Se han lanzado en tromba. Una vez que el presidente López Miras hizo el anuncio del traslado de la Consejería de Turismo a Cartagena, la oposición estalló para sumarse a la tarea: no sólo estaban todos de acuerdo, sino que lo habían inventado o propuesto o pensado o comunicado a sus parientes en una boda mucho antes de que al PP se le ocurriera la ocurrencia. Hay que rebañar votos de donde sea. Y, normalmente, las promesas se les hacen a los más, mientras se olvida a los menos.

La propuesta coincidía, para aviso de nadie, con los datos que revelan el despoblamiento de varios municipios de esta región, una estadística que muestra, una vez más, lo que alguien (no sé si fue Borges) llamó la mejor fórmula de la mentira. Lo trascendente no es que algunos municipios hayan perdido población, sino el asolamiento de muchos que no la han perdido, pero cuya distribución territorial no ha hecho más que dejar vacío y ruina en sus extensísimos términos municipales. Caravaca tiene hoy los mismos habitantes que al principio del siglo XX. Pero sus cortijos y veredas, «campos de soledad, mustio collado», ya no guardan ni su propia memoria.

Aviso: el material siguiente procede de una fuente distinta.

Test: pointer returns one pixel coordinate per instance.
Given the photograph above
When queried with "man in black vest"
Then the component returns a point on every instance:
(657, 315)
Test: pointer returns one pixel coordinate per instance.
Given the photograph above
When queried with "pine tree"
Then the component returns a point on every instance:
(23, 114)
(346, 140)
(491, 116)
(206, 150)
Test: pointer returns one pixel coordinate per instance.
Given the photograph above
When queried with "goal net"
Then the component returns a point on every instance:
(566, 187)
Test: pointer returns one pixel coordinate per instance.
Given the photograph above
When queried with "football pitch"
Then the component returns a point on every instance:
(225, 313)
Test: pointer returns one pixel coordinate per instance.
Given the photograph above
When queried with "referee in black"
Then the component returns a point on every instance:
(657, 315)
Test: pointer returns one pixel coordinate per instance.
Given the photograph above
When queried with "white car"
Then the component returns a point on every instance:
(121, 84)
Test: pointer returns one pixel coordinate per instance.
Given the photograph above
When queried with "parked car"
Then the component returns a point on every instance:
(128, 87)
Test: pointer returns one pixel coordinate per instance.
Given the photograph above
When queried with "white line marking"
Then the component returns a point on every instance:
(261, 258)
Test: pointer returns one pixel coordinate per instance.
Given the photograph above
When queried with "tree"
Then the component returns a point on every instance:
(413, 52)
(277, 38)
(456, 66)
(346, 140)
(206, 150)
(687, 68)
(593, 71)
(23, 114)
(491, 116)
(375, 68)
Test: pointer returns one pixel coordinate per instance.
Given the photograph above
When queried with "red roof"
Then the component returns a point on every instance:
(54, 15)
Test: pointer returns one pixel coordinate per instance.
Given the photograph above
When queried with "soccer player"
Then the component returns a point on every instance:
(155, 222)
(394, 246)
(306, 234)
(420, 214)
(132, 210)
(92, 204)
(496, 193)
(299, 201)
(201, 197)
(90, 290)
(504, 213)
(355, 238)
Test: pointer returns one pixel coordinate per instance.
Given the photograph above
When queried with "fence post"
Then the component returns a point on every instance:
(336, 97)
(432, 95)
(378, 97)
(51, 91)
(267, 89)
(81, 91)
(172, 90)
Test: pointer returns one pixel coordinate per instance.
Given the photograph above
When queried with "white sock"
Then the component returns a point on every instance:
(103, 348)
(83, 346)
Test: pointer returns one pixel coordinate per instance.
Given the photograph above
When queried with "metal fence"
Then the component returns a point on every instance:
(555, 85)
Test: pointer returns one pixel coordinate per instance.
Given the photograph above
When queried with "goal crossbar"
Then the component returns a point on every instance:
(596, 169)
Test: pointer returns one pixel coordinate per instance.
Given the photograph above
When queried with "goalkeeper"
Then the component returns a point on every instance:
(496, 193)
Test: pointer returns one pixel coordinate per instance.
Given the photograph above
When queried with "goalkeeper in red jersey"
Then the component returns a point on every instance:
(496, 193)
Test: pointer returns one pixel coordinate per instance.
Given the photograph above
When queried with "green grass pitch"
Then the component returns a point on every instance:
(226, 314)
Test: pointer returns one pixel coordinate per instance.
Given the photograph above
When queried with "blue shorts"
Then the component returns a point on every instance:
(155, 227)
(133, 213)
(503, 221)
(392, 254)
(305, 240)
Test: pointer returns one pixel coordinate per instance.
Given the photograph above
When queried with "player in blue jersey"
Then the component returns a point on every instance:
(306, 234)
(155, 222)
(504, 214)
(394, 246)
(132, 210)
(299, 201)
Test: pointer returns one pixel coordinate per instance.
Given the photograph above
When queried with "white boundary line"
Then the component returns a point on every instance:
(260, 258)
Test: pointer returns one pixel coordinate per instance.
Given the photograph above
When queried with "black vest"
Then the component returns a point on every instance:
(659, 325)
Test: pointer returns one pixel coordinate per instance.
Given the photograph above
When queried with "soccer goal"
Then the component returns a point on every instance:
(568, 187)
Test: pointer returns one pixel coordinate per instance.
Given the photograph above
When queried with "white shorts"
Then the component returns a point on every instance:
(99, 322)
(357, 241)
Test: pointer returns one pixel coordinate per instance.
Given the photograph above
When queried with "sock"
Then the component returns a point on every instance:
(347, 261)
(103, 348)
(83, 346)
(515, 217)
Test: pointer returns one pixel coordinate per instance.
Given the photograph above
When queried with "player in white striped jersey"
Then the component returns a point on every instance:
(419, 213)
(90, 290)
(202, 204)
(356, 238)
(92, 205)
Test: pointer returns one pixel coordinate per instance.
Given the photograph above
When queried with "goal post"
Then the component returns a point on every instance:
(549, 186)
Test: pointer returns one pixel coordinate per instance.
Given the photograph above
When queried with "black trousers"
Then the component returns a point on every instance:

Como he escrito otras veces, y como la vida misma, esta región son, al menos, dos: la rica, la levantina, la de Murcia y la huerta y Cartagena y la costa; y la pobre, las tierras del interior, más castellanas y andaluzas, la España vacía, la del olvido, la del secano y el monte, la que aparece sin iluminación en esos mapas de noche que podemos encontrar en internet, la que se une en su abandono con los pueblos hermanos de la provincias de Jaén, Almería, Granada y Albacete, esa tierra, la mía, la que se dio cita el pasado domingo en Barranda, y a la que acudieron ese día los mismos políticos que nos dejaron sin circunscripción electoral.

Sucede que, en esta región, cada vez que un político murciano se levanta magnánimo y se mira la barriga a ver si se le ha puesto verde, se le concede algo a Cartagena: un parlamento de hojaldre y chantilly, unas inversiones millonarias para una ciudad renovada (y preciosa), una universidad, un museo€ y aun así el llanto sigue siendo allí una opción electoral. Y no hay partido que no use el lagrimal cada vez que se acercan elecciones. No digo que no sea justo, que lo es, ni que la descentralización no sea, en este caso, racional. Lo que digo es que aquí la descentralización siempre va hacia el mar, y nunca hacia quienes sin la actuación de las Administraciones públicas están condenados a desaparecer. O ya lo han hecho.

¿Oponerse la oposición? ¡Qué va! El PSOE tiene a una alcaldesa en el alambre y, cada vez que se presenta la ocasión, demanda la provincia o lo que sea necesario. ¿Y Ciudadanos? Clama al cielo que un partido cuyo portavoz es hijo de esa desolación, se sume sin rechistar al olvido del que procede. Mientras, el Partido de la Gente, Podemos, está en su guerra y no va a ir a reclamar nada donde ya no hay gente. Derechas ciegas, izquierdas tristes, todos concentrados donde está la riqueza.

¿A quién se le va a ocurrir, por ejemplo, la insensata idea de que las aldeas que se caen a pedazos pudieran beneficiarse del trasiego y el incremento de población que supondría la instalación de una Consejería? Casi cuatro mil kilómetros cuadrados, sólo en esta provincia, de bellísimos paisajes, de bosques y calares, de sabinas y carrascas, podrían convertirse en una experiencia de repoblación y atractivo turístico ejemplares. Pero para eso hay que tener un proyecto de Región, que es lo que jamás se ha tenido, lo que nuestra clase política ha sido incapaz de concebir en cuarenta años de autonomía. Y si fuera nos tratan como nos tratan, deberíamos preguntarnos si acaso la razón no somos nosotros mismos.